American Politics Through a Camera Lens: Viewpoint of Former NYT Photographer< < Back to
For 25 years, Stephen Crowley was one of two “New York Times” (NYT) photographers stationed in Washington to cover the White House, the President, and Congress. Being a politically-minded guy since childhood, Crowley says that covering politics was never boring and in fact, it often was exciting.
He says that covering politics is a lot like shooting athletic events…there are always surprises, successes and failures. There are stars and also-rans. Each personality is different and it reflects in the pictures of them, he notes.
For example, he says Obama often attempted to appear thoughtful and Lincoln-like when cameras were around while photographing President Donald Trump is like capturing a television variety show host. He also notes that Sen. Minority Leader Chuck Schumer can hear a camera go off from 20 yards away and quickly makes his reading glasses disappear before the second frame is shot.
He says that part of his job as a photographer is to be able to “quickly organize chaos” into some type of coherent image that tells a story truthfully and accurately.
Crowley, throughout his career, has traveled the world on assignments and has taken photographs in some 40 different countries. He has captured images of war, poverty, and devastation. His credo, however, in such horrendous situations, is “don’t victimize the victim.” He is careful to preserve the humanity and dignity of the person being photographed regardless of the situation.
In 2002, Crowley was named the Photographer of the Year by the White House News Photographers Association.

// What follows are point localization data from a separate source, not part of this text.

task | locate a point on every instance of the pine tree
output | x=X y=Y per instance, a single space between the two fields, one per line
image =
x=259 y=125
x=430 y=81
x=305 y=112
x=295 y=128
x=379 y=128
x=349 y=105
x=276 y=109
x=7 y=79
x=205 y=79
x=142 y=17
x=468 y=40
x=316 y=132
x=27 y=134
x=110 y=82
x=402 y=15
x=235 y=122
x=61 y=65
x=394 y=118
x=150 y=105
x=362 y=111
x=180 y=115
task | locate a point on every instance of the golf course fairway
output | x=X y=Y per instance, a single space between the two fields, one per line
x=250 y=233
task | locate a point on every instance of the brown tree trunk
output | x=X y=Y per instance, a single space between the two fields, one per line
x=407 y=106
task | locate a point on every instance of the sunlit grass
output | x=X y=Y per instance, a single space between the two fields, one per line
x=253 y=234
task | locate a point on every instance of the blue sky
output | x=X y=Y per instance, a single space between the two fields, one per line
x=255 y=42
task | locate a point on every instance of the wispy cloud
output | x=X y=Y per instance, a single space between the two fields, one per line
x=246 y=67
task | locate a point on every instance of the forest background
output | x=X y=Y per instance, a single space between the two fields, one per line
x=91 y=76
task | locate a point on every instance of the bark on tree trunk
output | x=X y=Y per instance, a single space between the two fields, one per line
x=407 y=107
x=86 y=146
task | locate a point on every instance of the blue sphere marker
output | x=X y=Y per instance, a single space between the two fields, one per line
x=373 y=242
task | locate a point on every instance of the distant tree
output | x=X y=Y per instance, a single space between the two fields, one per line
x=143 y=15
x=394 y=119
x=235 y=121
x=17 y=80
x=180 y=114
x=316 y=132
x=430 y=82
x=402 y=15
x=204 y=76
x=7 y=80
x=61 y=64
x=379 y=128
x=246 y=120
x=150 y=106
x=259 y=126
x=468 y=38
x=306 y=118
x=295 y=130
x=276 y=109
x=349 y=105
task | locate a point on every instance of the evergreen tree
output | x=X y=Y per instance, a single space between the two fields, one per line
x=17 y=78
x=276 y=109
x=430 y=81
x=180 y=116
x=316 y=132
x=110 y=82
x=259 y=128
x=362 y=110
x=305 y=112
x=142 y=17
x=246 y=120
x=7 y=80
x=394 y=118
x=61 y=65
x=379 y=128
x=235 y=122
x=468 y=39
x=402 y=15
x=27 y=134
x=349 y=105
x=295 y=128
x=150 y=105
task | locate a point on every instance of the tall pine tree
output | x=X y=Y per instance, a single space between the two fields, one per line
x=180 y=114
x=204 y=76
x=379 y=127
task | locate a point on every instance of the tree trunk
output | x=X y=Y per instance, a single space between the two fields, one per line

He also was part of Pulitzer Prize winning teams at the NYT in 2001 and 2002 for “How Race is Lived in America” and his work during the war in Afghanistan.
Before arriving at the NYT, Crowley worked at “The Palm Beach Post,” the “Miami Herald” and the “Washington Times.”
He has had private showings of his work at the Library of Congress, the National Geographic Society and the Corcoran Art Museum in Washington, D.C.
The American Photo Magazine included Crowley in its list of the 100 Most Important People in Photography in 2005.